2.     Diversity in Learning. Diverse learning

Governors State provides choice and variety in the learning strategies for a diverse student body. This is not just about race, ethnicity, and gender. It is the way we engage neurodiversity, the way we learn, and move away from neurotypical standards.  It’s a priority at the University from inclusion to belonging. Our OT program builds diversity into our philosophy to empower all learners to succeed.

3.    Research-based practice. Research

We use evidence-based practice for empowering clients to meet life goals. It is important that students can back up what they are doing with clients with research. We require students to do a full-blown research project – to design, develop and implement research and disseminate outcomes. The evidence that supports the work we do is important to motivate clients. 

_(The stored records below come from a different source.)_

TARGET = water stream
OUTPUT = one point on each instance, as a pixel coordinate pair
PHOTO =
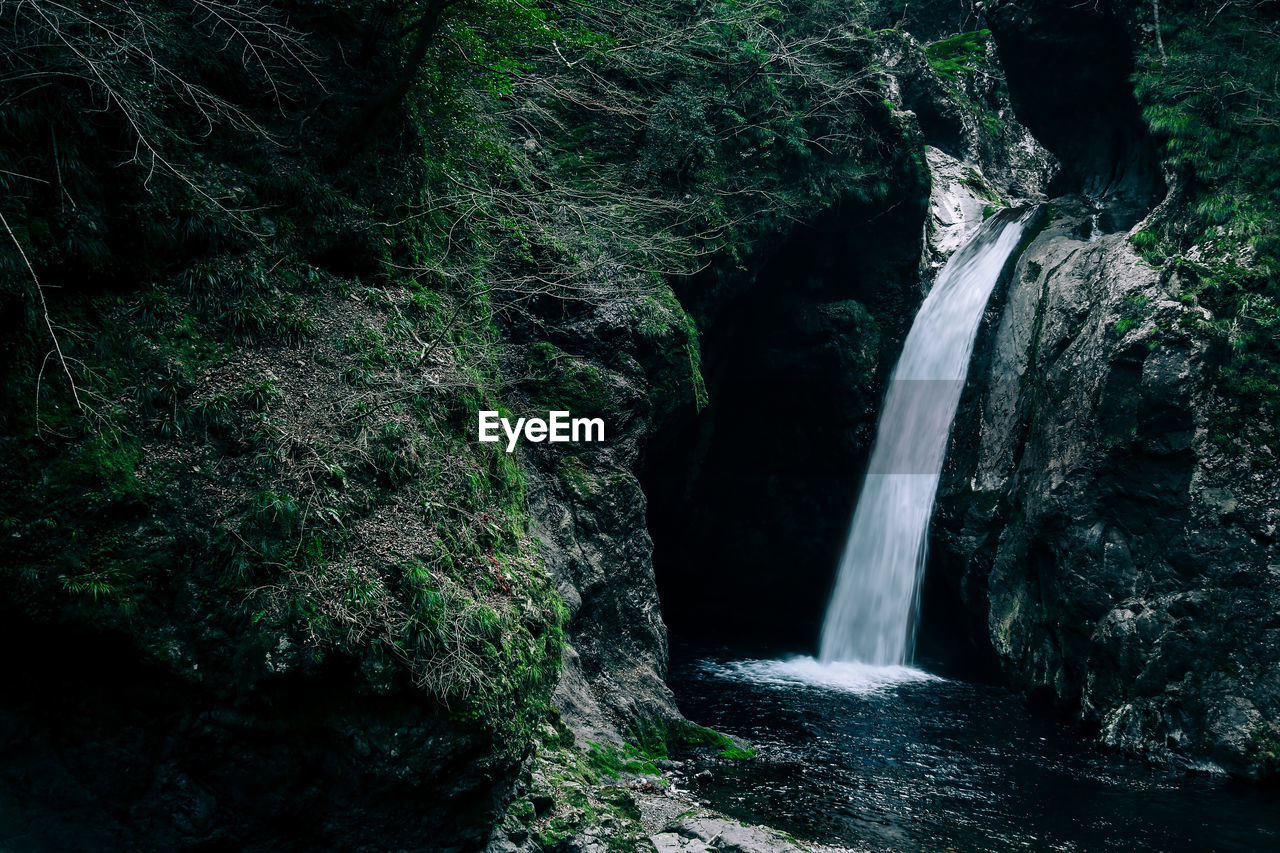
(872, 614)
(890, 760)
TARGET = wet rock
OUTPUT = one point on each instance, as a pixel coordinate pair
(703, 834)
(1118, 559)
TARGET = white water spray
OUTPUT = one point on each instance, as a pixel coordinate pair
(872, 614)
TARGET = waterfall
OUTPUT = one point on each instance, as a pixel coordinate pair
(873, 610)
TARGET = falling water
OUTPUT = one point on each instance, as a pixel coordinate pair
(872, 614)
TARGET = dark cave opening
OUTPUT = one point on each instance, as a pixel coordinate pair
(1069, 69)
(750, 500)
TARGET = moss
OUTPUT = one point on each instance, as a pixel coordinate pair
(954, 56)
(557, 381)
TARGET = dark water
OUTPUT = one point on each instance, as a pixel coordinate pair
(950, 766)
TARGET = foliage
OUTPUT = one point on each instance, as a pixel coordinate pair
(1210, 96)
(959, 54)
(264, 260)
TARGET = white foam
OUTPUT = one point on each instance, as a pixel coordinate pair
(808, 671)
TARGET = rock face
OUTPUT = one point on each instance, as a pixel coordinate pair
(588, 512)
(1124, 566)
(1069, 68)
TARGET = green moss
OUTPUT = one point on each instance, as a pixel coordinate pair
(954, 56)
(557, 381)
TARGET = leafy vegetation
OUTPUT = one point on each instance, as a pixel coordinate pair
(264, 261)
(1207, 92)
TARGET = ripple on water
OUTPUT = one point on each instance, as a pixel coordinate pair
(808, 671)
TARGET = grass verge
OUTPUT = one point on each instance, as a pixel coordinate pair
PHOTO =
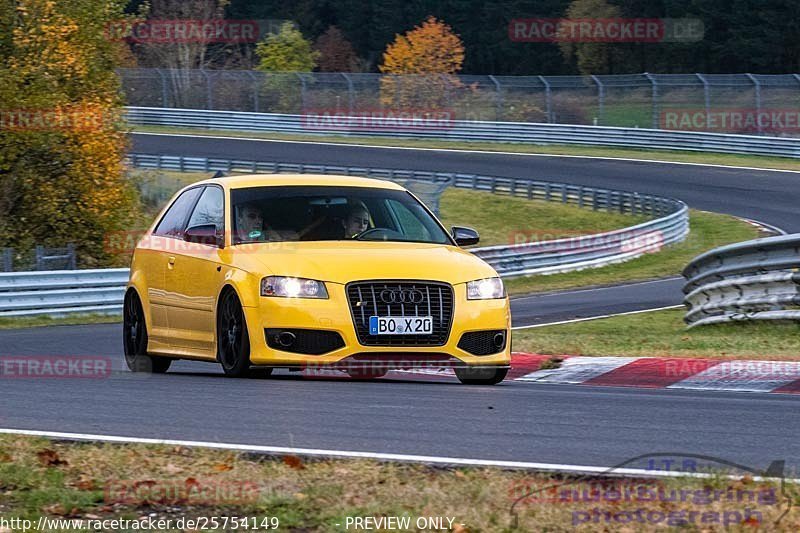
(40, 477)
(708, 230)
(662, 333)
(70, 320)
(704, 158)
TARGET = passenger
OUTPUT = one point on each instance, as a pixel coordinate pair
(357, 220)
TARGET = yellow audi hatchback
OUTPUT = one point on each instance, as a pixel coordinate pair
(310, 271)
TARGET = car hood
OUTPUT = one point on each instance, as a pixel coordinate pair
(345, 261)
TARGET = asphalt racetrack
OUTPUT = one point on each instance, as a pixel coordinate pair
(515, 421)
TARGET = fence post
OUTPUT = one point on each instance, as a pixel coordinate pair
(72, 259)
(350, 93)
(302, 91)
(164, 92)
(654, 83)
(707, 95)
(548, 100)
(209, 95)
(601, 96)
(757, 85)
(8, 259)
(253, 77)
(498, 99)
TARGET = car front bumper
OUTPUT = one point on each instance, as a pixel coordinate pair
(333, 314)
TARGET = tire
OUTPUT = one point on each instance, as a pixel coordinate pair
(233, 341)
(134, 339)
(475, 375)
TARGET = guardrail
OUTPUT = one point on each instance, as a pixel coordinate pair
(62, 292)
(752, 280)
(83, 291)
(460, 130)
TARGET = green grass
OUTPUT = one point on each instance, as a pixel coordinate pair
(708, 230)
(40, 477)
(70, 320)
(783, 163)
(662, 333)
(507, 220)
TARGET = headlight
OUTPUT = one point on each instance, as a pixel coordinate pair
(287, 287)
(485, 289)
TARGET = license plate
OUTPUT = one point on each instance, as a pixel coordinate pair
(400, 325)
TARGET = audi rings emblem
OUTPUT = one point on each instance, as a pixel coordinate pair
(402, 296)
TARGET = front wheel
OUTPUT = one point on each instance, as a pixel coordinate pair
(134, 338)
(475, 375)
(233, 342)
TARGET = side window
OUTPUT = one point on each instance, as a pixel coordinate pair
(209, 209)
(171, 224)
(410, 225)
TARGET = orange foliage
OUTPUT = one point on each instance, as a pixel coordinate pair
(428, 57)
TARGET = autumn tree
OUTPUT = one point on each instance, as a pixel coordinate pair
(591, 57)
(61, 140)
(426, 59)
(179, 57)
(336, 54)
(286, 51)
(281, 56)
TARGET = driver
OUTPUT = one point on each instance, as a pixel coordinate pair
(357, 220)
(250, 223)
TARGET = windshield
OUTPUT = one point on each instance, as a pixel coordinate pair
(322, 213)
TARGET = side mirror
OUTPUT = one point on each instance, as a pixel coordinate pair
(204, 234)
(465, 236)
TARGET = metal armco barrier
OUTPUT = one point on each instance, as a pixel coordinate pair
(62, 292)
(460, 130)
(85, 291)
(752, 280)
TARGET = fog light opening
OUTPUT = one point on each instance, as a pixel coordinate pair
(500, 340)
(286, 338)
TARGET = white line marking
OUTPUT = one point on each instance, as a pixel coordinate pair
(328, 143)
(598, 317)
(578, 369)
(594, 289)
(428, 459)
(743, 376)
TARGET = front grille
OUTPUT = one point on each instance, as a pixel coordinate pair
(307, 341)
(437, 302)
(481, 342)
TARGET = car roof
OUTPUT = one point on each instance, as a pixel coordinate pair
(276, 180)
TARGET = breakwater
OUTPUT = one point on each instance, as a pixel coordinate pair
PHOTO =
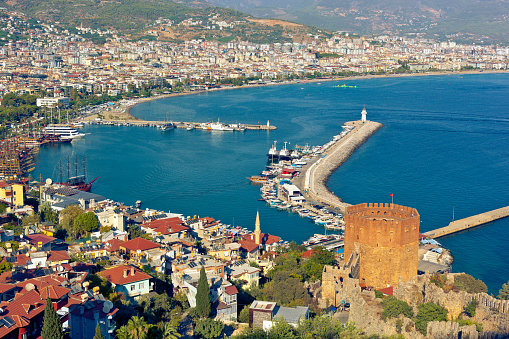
(317, 175)
(466, 223)
(185, 125)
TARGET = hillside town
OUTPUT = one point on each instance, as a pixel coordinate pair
(51, 61)
(104, 269)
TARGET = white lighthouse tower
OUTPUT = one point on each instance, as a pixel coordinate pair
(364, 113)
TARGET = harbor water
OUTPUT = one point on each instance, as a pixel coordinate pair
(444, 146)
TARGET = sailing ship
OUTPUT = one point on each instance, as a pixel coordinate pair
(77, 181)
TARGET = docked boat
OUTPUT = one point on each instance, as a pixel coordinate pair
(217, 126)
(64, 131)
(167, 126)
(273, 154)
(258, 179)
(284, 154)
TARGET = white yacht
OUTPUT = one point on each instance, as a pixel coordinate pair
(273, 153)
(64, 131)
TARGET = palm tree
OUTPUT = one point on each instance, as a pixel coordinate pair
(168, 331)
(137, 327)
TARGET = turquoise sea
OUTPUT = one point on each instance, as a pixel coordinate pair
(444, 146)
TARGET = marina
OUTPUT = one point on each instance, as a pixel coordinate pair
(467, 223)
(164, 125)
(205, 173)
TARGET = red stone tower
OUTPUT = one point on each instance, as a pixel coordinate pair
(386, 237)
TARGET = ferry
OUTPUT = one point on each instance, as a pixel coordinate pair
(344, 86)
(273, 153)
(64, 131)
(258, 179)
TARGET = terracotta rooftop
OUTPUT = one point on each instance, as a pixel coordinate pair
(140, 243)
(123, 274)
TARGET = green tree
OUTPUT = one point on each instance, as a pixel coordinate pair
(168, 331)
(314, 265)
(208, 328)
(282, 329)
(98, 334)
(134, 231)
(67, 216)
(429, 312)
(5, 267)
(469, 284)
(393, 307)
(503, 293)
(203, 295)
(244, 315)
(85, 223)
(51, 324)
(471, 308)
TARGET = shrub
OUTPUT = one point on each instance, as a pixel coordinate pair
(393, 307)
(429, 312)
(470, 308)
(438, 279)
(399, 325)
(469, 284)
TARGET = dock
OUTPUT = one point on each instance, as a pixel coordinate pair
(317, 172)
(467, 223)
(196, 125)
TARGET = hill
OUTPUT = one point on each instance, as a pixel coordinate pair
(162, 19)
(480, 19)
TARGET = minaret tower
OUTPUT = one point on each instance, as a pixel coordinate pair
(257, 229)
(364, 113)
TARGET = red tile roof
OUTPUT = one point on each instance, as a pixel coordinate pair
(6, 287)
(22, 310)
(231, 290)
(58, 256)
(163, 222)
(247, 245)
(35, 238)
(140, 243)
(165, 230)
(54, 292)
(116, 274)
(113, 244)
(266, 239)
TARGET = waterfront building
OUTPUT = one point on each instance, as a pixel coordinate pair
(263, 314)
(128, 279)
(385, 237)
(264, 241)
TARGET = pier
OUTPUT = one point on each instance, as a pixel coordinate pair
(470, 222)
(319, 171)
(196, 125)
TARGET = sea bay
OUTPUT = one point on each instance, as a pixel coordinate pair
(444, 145)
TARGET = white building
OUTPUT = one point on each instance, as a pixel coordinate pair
(53, 102)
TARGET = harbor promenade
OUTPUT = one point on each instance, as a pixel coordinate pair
(196, 125)
(319, 171)
(470, 222)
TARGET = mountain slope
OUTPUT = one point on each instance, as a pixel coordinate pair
(398, 16)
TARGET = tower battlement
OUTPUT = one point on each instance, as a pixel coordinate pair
(386, 236)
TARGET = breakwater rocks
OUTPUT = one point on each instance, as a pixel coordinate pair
(318, 174)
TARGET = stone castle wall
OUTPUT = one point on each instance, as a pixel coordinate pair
(387, 238)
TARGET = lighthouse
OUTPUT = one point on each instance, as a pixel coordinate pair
(363, 113)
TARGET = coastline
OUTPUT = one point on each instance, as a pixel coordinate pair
(294, 82)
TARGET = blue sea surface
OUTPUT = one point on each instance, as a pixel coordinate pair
(444, 146)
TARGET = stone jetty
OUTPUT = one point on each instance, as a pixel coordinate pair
(317, 175)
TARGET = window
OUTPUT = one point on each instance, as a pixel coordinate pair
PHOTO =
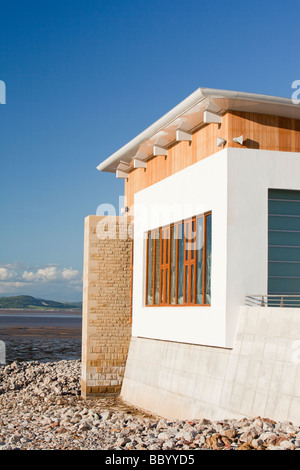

4.     Playing to StrengthsStrength

We train students to engage a client-centered, strength-based approach. This allows clients to build on areas where they are already strong. When I talk to clients and accentuate the areas where they are strong, you can see them lift up. It motivates and empowers them.

5.    Preparing Advocates. Advocate

Leadership is an area that really makes GSU stand out and is a passion of mine. I now serve as co-chair of a committee of our professional association – the Administration and Management Special interest Section of the Illinois Occupational Therapy Association. We bring in guest speakers and provide networking opportunities. Some OT students volunteer with the group helping with research. This helps them to see themselves as advocates and leaders in a profession that is not that well understood and will ultimately help clients lead healthy, meaningful lives.